One of the most prevalent and under diagnosed diseases is a disease that can be detected by your dentist and dental hygienist. It is a disease that is not talked about much outside of the dental office, but can lead to various other diseases which can cause problems outside of the oral environment. It is a disease which can be prevented before it begins, or if already diagnosed, arrested. This disease is periodontitis.
First, what is periodontitis? Periodontitis is the advanced form of gingivitis, which is a disease that results in infection and inflammation of the gum tissues. The main sign is swelling and redness of the tissues which causes them to bleed frequently and become sensitive. In its advanced state, this disease affects the bone around the teeth causing degeneration and pocketing.
Periodontitis is mostly seen in adults. According to the CDC, 47% of adults above the age of 30 have some form of periodontitis. Periodontal disease is increased as you become older with the statistics showing 70% of adults 65 years or older having the disease. Men are more common to have the disease than women 56% to 38%. Smoking increases the risk with about 64% of current smokers having periodontal disease.
The causes of periodontal disease are certain strands of bacteria present in the mouth which infect the tissues. When this bacteria attaches to the teeth for a long enough time, it forms plaque, which if present on the tooth long enough, forms a hard layer called calculus. This calculus buildup can also progress below the gum tissues wrecking havoc on not just the tissues, but the bone surrounding the tooth as well.
Various warning signs of periodontitis include: red and swollen gum tissues that become tender and bleed frequently. Bad breath and a bad taste in the mouth that feels as though it never goes away is also a sign. When the disease becomes more advanced, the ligaments start to detach causing loose teeth and even gum tissues being pulled away from the teeth.
Certain portions of the population are more at risk of periodontitis, and that includes: tobacco (smoking or chewing), hormonal changes (pregnancy or menopause), substance abuse, inadequate nutrition, genetics, conditions that decrease immunity (leukemia, HIV/AIDS, cancer treatment), diabetes, rheumatoid arthritis, and Crohn’s disease.
If left untreated, periodontitis can cause complications outside of the oral environment. Research suggests that the bacteria associated with periodontitis can enter the bloodstream through gum tissues, affecting the heart, lungs, and other parts of the body. Diseases which can be linked to periodontal disease include: respiratory disease, rheumatoid arthritis, coronary artery disease, and stroke.

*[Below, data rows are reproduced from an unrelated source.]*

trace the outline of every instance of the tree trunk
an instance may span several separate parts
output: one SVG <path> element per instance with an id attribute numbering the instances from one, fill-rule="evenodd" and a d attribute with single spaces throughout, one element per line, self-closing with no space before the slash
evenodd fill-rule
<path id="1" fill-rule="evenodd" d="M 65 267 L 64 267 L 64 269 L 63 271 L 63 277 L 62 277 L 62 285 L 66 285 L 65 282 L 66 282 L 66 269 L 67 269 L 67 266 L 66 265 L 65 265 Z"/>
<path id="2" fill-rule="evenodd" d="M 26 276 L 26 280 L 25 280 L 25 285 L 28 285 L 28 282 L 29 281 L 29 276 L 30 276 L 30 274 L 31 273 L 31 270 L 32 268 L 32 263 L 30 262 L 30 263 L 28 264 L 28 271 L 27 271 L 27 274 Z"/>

There are ways to treat gingivitis and to arrest periodontitis if you have been diagnosed with it. The first step is to practice good home care to keep the oral environment clean. This includes brushing two or three times daily at a minimum of two minutes each. Flossing at least once a day (going slightly underneath the tissues) before brushing is also mandatory.
The second step is regular dental visits for professional cleanings. This is to ensure that all the calculus has been removed. Measurements of the gum tissue ligaments are also recorded at these appointments to track the pocket depths. Six months is recommended for regular cleanings, but if a patient has been diagnosed with periodontitis, a more thorough cleaning is required so that the hygienist has sufficient time to clean out any calculus buildup underneath the tissues and bacteria strands associated with periodontitis.
After these thorough cleanings, the patient is put on a three month periodontal maintenance cleaning to stay aggressive against the more resilient strands of bacteria so that no more bone deterioration occurs. This process is called arresting the periodontitis at this stage. The reason it is arrested is due to the fact that there is already bone loss, and once you lose the bone surrounding the tooth, that bone never returns. Since the bone never returns, those areas will always become more prone to plaque, calculus, and the bacteria associated with it, therefore, the cleanings become periodontal maintenance.
The best way to prevent the most under diagnosed disease is to become educated on it and to pass the knowledge to family members and friends. Practice good home care until it become a habit, and continue on with regular dental visits.